Verde Point is a self-described “luxury apartment” complex with a rooftop pool and “personal wine storage” that is currently accepting public housing assistance recipients who will live there practically for free, courtesy of the taxpayers — at least until they become gainfully employed and their incomes rise. That’s when the pool parties and wine tastings end and they will have to downgrade to a more middle-class abode.
The Gramercy is another luxury apartment, also in Arlington, Va., where holders of the federal vouchers formerly known as Section 8 can live, taking advantage of its “massage room and sauna” and “clubroom with bar.” Also included, according to its promotional materials, are a “first-class sports club,” “theater/screening room,” and computer room.
“Someone will actually come and do a manicure right in your home,” its promotional video says, adding that the units have “Berber carpet, GE stainless steel appliances, granite countertops.” There are 20 residences at the Gramercy set aside as “affordable,” and where Section 8 can be used.

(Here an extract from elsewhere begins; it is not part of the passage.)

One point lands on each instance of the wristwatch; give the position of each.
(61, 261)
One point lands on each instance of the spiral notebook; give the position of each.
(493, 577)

… Parc Rosslyn has a whopping 101 units set aside. It also has a rooftop pool and other amenities common in luxury buildings. In exchange for government subsidies, its operators rent the 101 units at lower-than-normal rates, which can still reach as high as $1,000 a month.
Those units can also be filled, however, by the vouchers wherein the federal government picks up most of the tab. Recipients pay 30 percent of their income, and lose their vouchers if their income increases too much.
So taxpayers are going to pay for people to live in luxury apartments that they can’t actually afford, all because the welfare recipients are lucky enough to not have a job? And we wonder why people on welfare are so hesitant to better their situations.